As is often the case with bold ambitions, the research uncovers a gap between ambition and execution on climate action, with notable “performance gaps” between those leadership behaviours that CEOs believe are most important, and those actions that their own companies have already taken. For example, while 43% of business leaders believe companies should set emissions targets in line with science, just 27% report they have already done so. And while 44% believe companies should scale up their interests in low-carbon solutions, only 29% are already allocating significant investment. “These gaps demonstrate the challenge that many business leaders face in advancing transformative action on climate change,” write the authors.
The CEOs surveyed selected commitment to responsible corporate engagement in climate policies as the highest priority ambition, at 55%, with 56% of the CEOs saying leadership behaviour reflects company the ambition. The least important initiatives considered by CEOs are removing commodity driven deforestation, at 21% considering the measure critical and 18% enacting the measure, and committing to become climate neutral by 2050.

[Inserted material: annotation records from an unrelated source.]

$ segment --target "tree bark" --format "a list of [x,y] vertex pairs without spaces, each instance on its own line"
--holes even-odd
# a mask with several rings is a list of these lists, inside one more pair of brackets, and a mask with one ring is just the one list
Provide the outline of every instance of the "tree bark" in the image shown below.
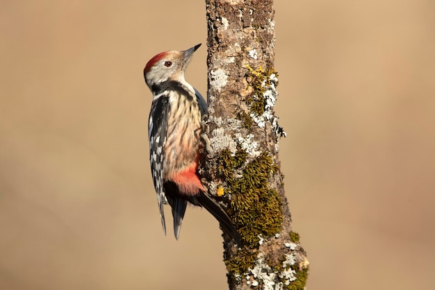
[[278,160],[272,3],[206,0],[211,153],[201,173],[243,239],[238,248],[224,233],[230,289],[303,289],[308,273]]

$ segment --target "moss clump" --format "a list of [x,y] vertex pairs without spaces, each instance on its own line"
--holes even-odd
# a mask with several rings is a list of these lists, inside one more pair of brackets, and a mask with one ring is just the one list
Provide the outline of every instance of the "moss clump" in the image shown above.
[[272,237],[282,223],[278,192],[270,188],[269,178],[278,168],[268,152],[246,163],[246,153],[238,148],[233,155],[224,150],[219,157],[218,173],[231,194],[228,214],[238,228],[244,244],[258,246],[261,235]]
[[249,65],[247,65],[249,72],[247,73],[248,83],[254,89],[254,92],[245,99],[246,103],[250,107],[250,112],[258,116],[264,114],[266,105],[266,99],[264,93],[268,87],[270,87],[272,74],[278,76],[278,73],[273,68],[264,70],[260,67],[256,69],[252,69]]
[[306,279],[308,278],[309,267],[302,268],[299,269],[296,264],[287,265],[286,267],[283,266],[283,262],[287,259],[287,257],[284,255],[279,260],[279,264],[277,266],[274,267],[274,270],[277,272],[282,272],[285,270],[291,269],[295,271],[295,276],[296,280],[291,281],[288,285],[286,285],[286,279],[284,278],[281,278],[281,282],[283,283],[283,289],[289,290],[304,290],[305,285],[306,284]]
[[296,232],[290,232],[290,238],[292,239],[292,241],[293,241],[294,243],[299,242],[299,234]]

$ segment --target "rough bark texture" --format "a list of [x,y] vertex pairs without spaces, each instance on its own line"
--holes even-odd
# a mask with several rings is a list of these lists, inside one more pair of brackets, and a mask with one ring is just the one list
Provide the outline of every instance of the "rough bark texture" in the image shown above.
[[212,152],[202,173],[225,205],[243,248],[224,233],[231,289],[303,289],[309,262],[291,230],[278,160],[273,107],[272,1],[206,0],[208,67],[207,123]]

Public private cooperation on the agenda
The Accenture and United Nations Global Compact study also considers ways in which government action may be able to improve and speed up business efforts to reduce the global greenhouse gas footprint. Looking specifically at the climate challenge, CEOs see five critical policy measures. The most promising policy initiative, according to 70% of respondents, is to create incentives through fiscal mechanisms that increase investment in climate solutions, the report highlights instruments such as rebates, tax credits, feed-in tariffs and subsidies, which can be used to stimulate new markets for innovative technologies and overcome entry barriers.

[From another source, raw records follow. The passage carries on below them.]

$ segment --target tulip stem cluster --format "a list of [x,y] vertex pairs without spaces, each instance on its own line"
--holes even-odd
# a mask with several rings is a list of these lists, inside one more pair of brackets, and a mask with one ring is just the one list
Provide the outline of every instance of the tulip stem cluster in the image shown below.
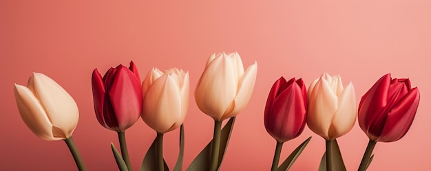
[[359,165],[359,168],[358,171],[365,171],[366,170],[368,166],[370,165],[370,157],[372,154],[372,150],[376,146],[377,141],[372,141],[370,139],[368,141],[368,145],[367,146],[367,149],[365,150],[365,153],[364,153],[364,157],[362,157],[362,161],[361,161],[361,164]]
[[121,148],[121,156],[124,162],[127,166],[127,170],[132,171],[132,164],[130,163],[130,157],[129,157],[129,151],[127,150],[127,144],[126,144],[126,135],[124,131],[118,132],[118,140],[120,141],[120,148]]
[[75,143],[74,142],[72,137],[64,139],[64,141],[66,142],[66,144],[67,144],[67,147],[69,148],[69,150],[70,150],[70,152],[74,157],[74,159],[75,159],[75,163],[76,163],[78,170],[79,171],[87,171],[85,164],[84,163],[83,158],[81,157],[79,151],[78,150],[76,146],[75,146]]
[[334,140],[326,140],[326,171],[333,170],[333,148]]
[[274,153],[274,159],[273,159],[273,166],[271,168],[271,171],[277,170],[278,168],[278,162],[280,161],[280,155],[282,153],[282,148],[283,147],[283,143],[277,141],[277,146],[275,146],[275,152]]
[[157,133],[157,163],[158,170],[165,170],[165,162],[163,161],[163,133]]
[[217,170],[217,165],[218,163],[218,153],[220,144],[222,122],[214,120],[214,135],[213,137],[213,150],[211,152],[211,171]]

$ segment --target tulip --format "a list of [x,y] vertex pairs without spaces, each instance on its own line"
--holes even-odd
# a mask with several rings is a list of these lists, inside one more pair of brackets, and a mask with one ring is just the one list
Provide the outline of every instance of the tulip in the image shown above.
[[189,108],[189,72],[153,68],[143,82],[144,122],[160,133],[181,126]]
[[412,125],[419,104],[419,91],[408,79],[381,77],[359,103],[358,122],[370,139],[391,142],[402,138]]
[[27,87],[14,87],[18,110],[24,123],[39,138],[64,140],[79,170],[86,170],[72,134],[76,128],[79,112],[74,99],[52,79],[33,73]]
[[163,134],[182,124],[189,108],[189,72],[172,68],[163,73],[153,68],[143,82],[141,117],[157,132],[158,170],[164,170]]
[[326,140],[326,170],[331,171],[332,159],[337,155],[335,139],[350,131],[356,120],[353,84],[350,82],[344,89],[339,76],[324,73],[311,83],[308,96],[307,124]]
[[307,92],[302,79],[286,81],[281,77],[269,91],[265,106],[266,131],[277,140],[271,170],[278,167],[283,143],[299,136],[304,130],[307,108]]
[[143,105],[140,79],[133,62],[130,67],[111,68],[103,78],[97,69],[92,77],[94,111],[105,128],[124,132],[138,121]]
[[143,105],[140,78],[133,62],[127,69],[122,65],[111,68],[102,76],[97,69],[92,77],[94,111],[103,127],[116,131],[121,154],[132,170],[125,131],[138,121]]
[[52,141],[72,136],[79,118],[78,106],[55,81],[33,73],[27,87],[15,84],[14,90],[21,117],[37,137]]
[[256,62],[244,71],[237,53],[213,54],[207,61],[196,89],[195,100],[200,111],[214,119],[210,170],[218,168],[222,122],[238,115],[246,106],[256,80]]
[[311,83],[308,95],[307,124],[315,133],[333,140],[352,129],[357,113],[352,82],[343,88],[339,76],[324,73]]
[[255,62],[244,72],[236,52],[213,54],[195,89],[198,107],[216,121],[236,116],[251,97],[257,71]]
[[307,93],[302,79],[278,79],[271,89],[265,106],[266,131],[278,142],[299,136],[304,130]]
[[359,103],[358,122],[370,141],[359,170],[366,170],[377,141],[395,141],[407,133],[419,104],[417,87],[411,88],[408,78],[381,77]]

Another way forward to improve the business case (supported by 50%) is the creation of innovative climate financing mechanisms that can unlock private-sector investment. “R&D is needed not only to develop new technologies but also to make existing ones more affordable; government support can help bring forward innovation and technology breakthroughs, reducing the costs and the risks associated with investment,” write the authors.

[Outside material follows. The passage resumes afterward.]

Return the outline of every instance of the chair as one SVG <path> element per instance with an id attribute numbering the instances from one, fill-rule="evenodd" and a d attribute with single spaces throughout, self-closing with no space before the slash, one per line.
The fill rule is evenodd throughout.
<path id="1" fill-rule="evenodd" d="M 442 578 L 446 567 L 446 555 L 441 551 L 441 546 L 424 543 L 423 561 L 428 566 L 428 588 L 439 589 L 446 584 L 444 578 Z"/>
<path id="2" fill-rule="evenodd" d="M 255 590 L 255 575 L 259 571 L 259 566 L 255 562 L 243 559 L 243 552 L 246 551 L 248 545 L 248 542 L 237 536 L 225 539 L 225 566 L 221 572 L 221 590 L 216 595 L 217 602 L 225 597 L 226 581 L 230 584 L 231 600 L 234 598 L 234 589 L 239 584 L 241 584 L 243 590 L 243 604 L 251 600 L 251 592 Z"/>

The third most supported initiative (47%) that governments can make are clear emissions standards and regulations that are designed to mandate companies to invest in low-carbon improvements and incentivise demand for low-carbon products while also being simple for companies to understand and respond to. The forth initiative is the development of a clear price on carbon as an effective way to incentivise low-carbon growth and lower greenhouse gas emissions, 42% cited a robust and predictable carbon pricing mechanism as critical to unlocking investment. The final way to improve incentives for company business cases is to remove the negative incentive of fossil fuel subsidies, 41% cited fossil fuel subsidy reform as critical to furthering investment in climate solutions, with the $548 billion in 2013, more than four times the value of subsidies to renewable energy and more than four times the amount invested globally in improving energy efficiency.
Lise Kingo, Executive Director of the United Nations Global Compact, concludes: “We believe that business can play a central role in galvanizing momentum to meet the first test of our collective ability to deliver collaborative action on the Sustainable Development Goals.”